Eri voltato di schiena, un braccio alzato per afferrare una scatola di riso, una mano appoggiata al piano della cucina. Mi incantavi anche con gesti banali come quelli.
Non so cosa lo avesse scatenato, ma non mi opposi all'incontenibile istinto che mi prese poco dopo.
Percorsi tremante la distanza che ci separava con un pensiero fisso in testa.
Sussultasti quando le mie mani sfiorarono la tua vita, passarono sul tuo addome e chiusero infine la stretta attorno al tuo busto in un timido ma forte abbraccio.
Appoggiai la testa sulla tua spalla sinistra e attesi con ansia una tua reazione.
Era bello abbracciarti, lo sai?
Passarono secondi interi in cui il tuo corpo mi parve teso all'inverosimile e temetti di esser stato indiscreto, ma quando stavo per allentare la presa la tua mano si insidiò con delicatezza fra i miei capelli ed io espirai sollevato stringendoti un po' di più.
Attraverso la soffa della maglia sentivo la tua pelle, il tuo petto alzarsi e abbassarsi al tuo respiro lento, non lo vidi, ma immaginai la tua espressione, gli angoli della bocca piegati leggermente a formare un accenno di sorriso, le palpebre forse erano socchiuse, le guance arrossate.
I miei occhi si posarono sulla finestra poco distante da dov'eravamo noi, attraverso il vetro si poteva vedere il vento far vorticare le foglie degli alberi, quasi si percepiva l'odore di secco, tratto distintivo dell'autunno, farsi strada per le vie della città.
Volevo sentire un calore in grado di riscaldare il mio cuore in quella giornata tanto fredda e quell'abbraccio era l'ideale.
《Mi piace...quando sei così.》 Tirasti appena alcune ciocche della mia chioma ed io mi sentii avvampare all'udire di quella tua frase.
Mugugnai qualcosa contro la tua spalla in imbarazzo ed il tuo petto cominciò a sobbalzare al ritmo della tua risata; fu breve, un suono cristallino che si propagò nella stanza come una melodia.
《Oggi sei particolarmente taciturno, mh?...beh, vedrò di sforzarmi di comprenderti al meglio.》 Affermasti.
《Mmpff》 fu tutto ciò che seppi risponderti.

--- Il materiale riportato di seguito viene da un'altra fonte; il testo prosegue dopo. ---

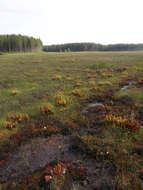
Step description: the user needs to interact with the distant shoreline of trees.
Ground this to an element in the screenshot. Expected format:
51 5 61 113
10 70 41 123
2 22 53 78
43 43 143 52
0 34 43 52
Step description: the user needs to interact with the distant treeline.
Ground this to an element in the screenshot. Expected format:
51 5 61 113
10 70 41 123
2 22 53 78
43 43 143 52
0 34 43 52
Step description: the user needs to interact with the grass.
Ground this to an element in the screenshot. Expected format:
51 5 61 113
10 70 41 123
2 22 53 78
0 52 143 190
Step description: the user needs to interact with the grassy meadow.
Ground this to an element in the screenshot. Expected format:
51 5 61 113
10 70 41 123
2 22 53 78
0 51 143 190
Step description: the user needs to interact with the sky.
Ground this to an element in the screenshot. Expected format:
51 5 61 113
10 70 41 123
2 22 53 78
0 0 143 45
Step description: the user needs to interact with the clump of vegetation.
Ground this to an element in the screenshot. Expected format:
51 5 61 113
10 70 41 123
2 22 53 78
55 92 69 106
12 90 19 95
40 103 54 115
53 75 62 80
106 114 140 131
98 81 112 86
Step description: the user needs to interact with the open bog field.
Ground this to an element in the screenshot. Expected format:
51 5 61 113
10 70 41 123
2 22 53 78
0 51 143 190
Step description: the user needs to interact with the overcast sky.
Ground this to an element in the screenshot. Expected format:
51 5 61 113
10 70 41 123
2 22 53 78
0 0 143 45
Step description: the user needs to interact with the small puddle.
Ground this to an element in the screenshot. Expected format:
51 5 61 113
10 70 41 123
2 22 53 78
0 135 115 190
81 102 105 114
0 135 78 181
121 81 137 90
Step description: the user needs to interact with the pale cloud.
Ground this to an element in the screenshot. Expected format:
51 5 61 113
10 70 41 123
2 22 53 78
0 0 143 44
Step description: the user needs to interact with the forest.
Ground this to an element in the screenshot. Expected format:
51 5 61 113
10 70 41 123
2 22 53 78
43 43 143 52
0 34 43 52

Non lo facevi già? Non ti eri specializzato in questo: nel decifrarmi? Forse ti riusciva così bene e spontaneamente che ormai non ci facevi più caso.
《Non che non mi piaccia stare così, ma c'è un pranzo da preparare...sarà meglio sbrigarci, io ho fame, tu no?》
Ti spostati piano ed io lasciai che scivolassi via dalla mia presa, la sensazione del nostro contatto era ancora presente sulle mie mani, per te era lo stesso? Avevi ancora una rimembranza delle mie braccia intente ad avvolgerti?
Sospettai di sì quando colsi il tuo fare allegro mentre trafficavi con alcuni alimenti.
Gustammo uno squisito riso al curry quel giorno, il sapore speziato e forte della spezia lo ricordo perfettamente, lo rammento assieme alla conversazione che intrattenemmo durante quel pasto; parlammo del più e del meno, citando qualche episodio capitato a scuola di recente, fino al momento in cui i nostri piatti furono svuotati del tutto.